You can break the loop apart to see how each step works if you like. Make the function into a non-anonymous function.
f <- function(i) {dat.grp.1[i,"x1"]}
and pass row at a time of idx to it.
> f(idx[1,])
[1] 45 27 55 39 41
> f(idx[2,])
[1] 45 27 55 39 29
> f(idx[3,])
[1] 45 27 55 39 47
> f(idx[4,])
[1] 45 27 55 39 48
These are what get bundled into x
> head(x,4)
[,1] [,2] [,3] [,4] [,5]
[1,] 45 27 55 39 41
[2,] 45 27 55 39 29
[3,] 45 27 55 39 47
[4,] 45 27 55 39 48
As for looping over subsets, the plyr library is very handy for this. The way you have set it up (assign the subset of interest to a variable and work with that) makes the transformation easy. Everything you do to create the answer for one subset goes into a function with that part as a parameter.

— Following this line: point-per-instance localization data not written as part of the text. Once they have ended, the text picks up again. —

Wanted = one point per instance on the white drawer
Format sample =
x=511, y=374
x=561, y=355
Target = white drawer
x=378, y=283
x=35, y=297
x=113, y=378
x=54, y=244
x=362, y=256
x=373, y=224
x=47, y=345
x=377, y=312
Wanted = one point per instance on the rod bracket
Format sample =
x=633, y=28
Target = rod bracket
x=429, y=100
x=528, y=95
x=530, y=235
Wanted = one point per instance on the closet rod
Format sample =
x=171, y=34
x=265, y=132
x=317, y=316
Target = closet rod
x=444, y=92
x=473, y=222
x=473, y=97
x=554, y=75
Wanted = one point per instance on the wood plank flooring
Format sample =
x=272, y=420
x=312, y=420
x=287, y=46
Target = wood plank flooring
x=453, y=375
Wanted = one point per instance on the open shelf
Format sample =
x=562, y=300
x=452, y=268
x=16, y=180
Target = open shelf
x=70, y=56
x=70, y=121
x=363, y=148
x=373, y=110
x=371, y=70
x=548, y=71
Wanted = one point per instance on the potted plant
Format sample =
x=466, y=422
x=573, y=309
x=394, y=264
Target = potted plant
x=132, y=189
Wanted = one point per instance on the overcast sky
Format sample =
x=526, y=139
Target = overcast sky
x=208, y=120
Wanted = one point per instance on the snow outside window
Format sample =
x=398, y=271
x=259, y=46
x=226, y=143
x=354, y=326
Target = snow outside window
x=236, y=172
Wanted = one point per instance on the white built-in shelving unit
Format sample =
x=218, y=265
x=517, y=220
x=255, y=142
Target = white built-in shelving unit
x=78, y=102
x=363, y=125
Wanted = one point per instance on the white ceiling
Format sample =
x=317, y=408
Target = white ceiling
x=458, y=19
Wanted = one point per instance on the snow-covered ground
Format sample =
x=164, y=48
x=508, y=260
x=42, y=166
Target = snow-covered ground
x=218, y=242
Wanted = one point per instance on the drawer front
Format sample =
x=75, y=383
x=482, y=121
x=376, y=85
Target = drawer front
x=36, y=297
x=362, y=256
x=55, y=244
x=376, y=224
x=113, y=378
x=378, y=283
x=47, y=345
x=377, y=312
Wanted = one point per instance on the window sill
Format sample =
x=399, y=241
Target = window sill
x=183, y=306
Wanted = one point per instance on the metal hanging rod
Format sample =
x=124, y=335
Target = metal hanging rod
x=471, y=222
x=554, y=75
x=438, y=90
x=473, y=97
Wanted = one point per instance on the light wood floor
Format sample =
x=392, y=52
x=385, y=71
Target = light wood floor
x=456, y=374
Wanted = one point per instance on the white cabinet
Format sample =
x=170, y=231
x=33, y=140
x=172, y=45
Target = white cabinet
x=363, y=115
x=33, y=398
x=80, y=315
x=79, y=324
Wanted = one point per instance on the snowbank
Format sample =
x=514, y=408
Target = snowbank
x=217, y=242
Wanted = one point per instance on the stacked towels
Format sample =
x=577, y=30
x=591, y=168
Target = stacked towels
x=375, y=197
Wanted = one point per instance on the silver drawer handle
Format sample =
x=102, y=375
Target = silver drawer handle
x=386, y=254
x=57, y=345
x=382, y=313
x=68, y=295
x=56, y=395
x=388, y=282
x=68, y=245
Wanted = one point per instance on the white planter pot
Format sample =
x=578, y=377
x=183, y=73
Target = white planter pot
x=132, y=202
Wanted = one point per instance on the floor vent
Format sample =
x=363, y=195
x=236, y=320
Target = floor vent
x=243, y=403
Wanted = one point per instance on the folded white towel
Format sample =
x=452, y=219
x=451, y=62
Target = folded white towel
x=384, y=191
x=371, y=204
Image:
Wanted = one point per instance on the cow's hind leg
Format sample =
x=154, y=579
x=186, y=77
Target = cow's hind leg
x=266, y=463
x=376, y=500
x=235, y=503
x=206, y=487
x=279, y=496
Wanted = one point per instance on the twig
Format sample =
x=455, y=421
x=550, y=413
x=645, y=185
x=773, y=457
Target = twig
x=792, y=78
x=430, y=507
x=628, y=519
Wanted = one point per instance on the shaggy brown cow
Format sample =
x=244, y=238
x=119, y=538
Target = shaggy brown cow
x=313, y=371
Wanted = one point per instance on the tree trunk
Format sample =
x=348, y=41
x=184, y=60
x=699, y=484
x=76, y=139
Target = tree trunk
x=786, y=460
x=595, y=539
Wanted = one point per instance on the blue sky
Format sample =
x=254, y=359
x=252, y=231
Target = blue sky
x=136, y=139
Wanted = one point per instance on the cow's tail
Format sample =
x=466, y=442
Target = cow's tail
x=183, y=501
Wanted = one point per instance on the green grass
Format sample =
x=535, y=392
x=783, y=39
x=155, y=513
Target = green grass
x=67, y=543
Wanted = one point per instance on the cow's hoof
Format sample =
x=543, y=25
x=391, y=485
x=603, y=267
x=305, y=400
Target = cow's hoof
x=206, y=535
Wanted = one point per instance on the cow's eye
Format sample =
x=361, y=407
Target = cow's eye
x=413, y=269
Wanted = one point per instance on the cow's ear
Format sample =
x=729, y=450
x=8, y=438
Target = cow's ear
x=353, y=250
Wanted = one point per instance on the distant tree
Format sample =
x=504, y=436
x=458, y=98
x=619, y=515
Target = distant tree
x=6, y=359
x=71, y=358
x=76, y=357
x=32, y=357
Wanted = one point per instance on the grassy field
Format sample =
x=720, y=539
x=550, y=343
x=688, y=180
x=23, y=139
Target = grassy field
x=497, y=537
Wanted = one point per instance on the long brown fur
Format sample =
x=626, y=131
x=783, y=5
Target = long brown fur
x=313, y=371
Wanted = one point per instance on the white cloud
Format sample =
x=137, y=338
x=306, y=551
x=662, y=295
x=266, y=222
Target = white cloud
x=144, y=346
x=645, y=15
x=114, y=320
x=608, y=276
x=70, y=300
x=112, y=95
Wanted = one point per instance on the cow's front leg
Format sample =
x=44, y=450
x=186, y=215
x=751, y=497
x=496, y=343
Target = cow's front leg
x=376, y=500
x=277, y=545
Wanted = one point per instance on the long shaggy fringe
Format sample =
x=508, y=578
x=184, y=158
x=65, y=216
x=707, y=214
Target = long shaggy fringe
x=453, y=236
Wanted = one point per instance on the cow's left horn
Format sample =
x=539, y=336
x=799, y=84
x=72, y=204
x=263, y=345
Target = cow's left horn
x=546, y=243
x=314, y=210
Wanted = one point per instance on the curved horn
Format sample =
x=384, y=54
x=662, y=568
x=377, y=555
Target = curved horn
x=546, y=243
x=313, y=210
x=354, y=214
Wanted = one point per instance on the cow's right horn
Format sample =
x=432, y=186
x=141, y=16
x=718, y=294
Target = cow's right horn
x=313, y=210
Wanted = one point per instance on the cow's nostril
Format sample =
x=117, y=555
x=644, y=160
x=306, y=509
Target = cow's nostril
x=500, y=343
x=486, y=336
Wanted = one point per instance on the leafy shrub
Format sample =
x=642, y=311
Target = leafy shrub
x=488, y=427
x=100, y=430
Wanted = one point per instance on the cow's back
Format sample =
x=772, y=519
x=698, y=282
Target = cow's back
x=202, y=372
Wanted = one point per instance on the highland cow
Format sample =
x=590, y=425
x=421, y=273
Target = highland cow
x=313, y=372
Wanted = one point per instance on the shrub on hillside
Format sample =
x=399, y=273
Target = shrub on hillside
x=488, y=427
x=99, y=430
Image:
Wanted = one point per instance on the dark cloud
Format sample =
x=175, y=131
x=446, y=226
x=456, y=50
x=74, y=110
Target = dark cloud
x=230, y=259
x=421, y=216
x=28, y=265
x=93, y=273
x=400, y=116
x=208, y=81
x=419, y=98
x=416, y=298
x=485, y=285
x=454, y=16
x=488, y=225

find.best.set <- function(dat.grp.1) {
crit <- 55
idx <- t(combn(1:nrow(dat.grp.1), 5))
x <- t(apply(idx, 1, function(i) {dat.grp.1[i,"x1"]}))
y <- t(apply(idx, 1, function(i) {dat.grp.1[i,"x2"]}))
mean.x <- rowMeans(x)
mean.y <- rowMeans(y)
k <- (mean.x - crit)^2
out <- cbind(idx, x, mean.x, k, y, mean.y)
out[order(k, -mean.y)[1],,drop=FALSE]
}
This is basically what you had before, but getting rid of some unnecessary assignments.
Now wrap this in a plyr call.
library("plyr")
ddply(dat, .(grp), find.best.set)
which gives
grp V1 V2 V3 V4 V5 V6 V7 V8 V9 V10 V11 V12 V13 V14 V15 V16 V17 V18
1 1 3 8 10 11 18 55 48 48 47 52 50 25 0.62 0.31 0.18 0.48 0.54 0.426
2 2 8 10 12 15 16 53 35 55 76 56 55 0 0.71 0.20 0.43 0.50 0.70 0.508
3 3 4 10 15 17 20 47 48 73 55 52 55 0 0.67 0.54 0.28 0.42 0.31 0.444
4 4 2 11 13 17 19 47 46 70 62 50 55 0 0.35 0.47 0.18 0.13 0.47 0.320
5 5 3 6 10 17 19 72 40 58 66 39 55 0 0.33 0.42 0.32 0.32 0.51 0.380
I don't know that that is the best format for your results, but it mirrors the example you gave.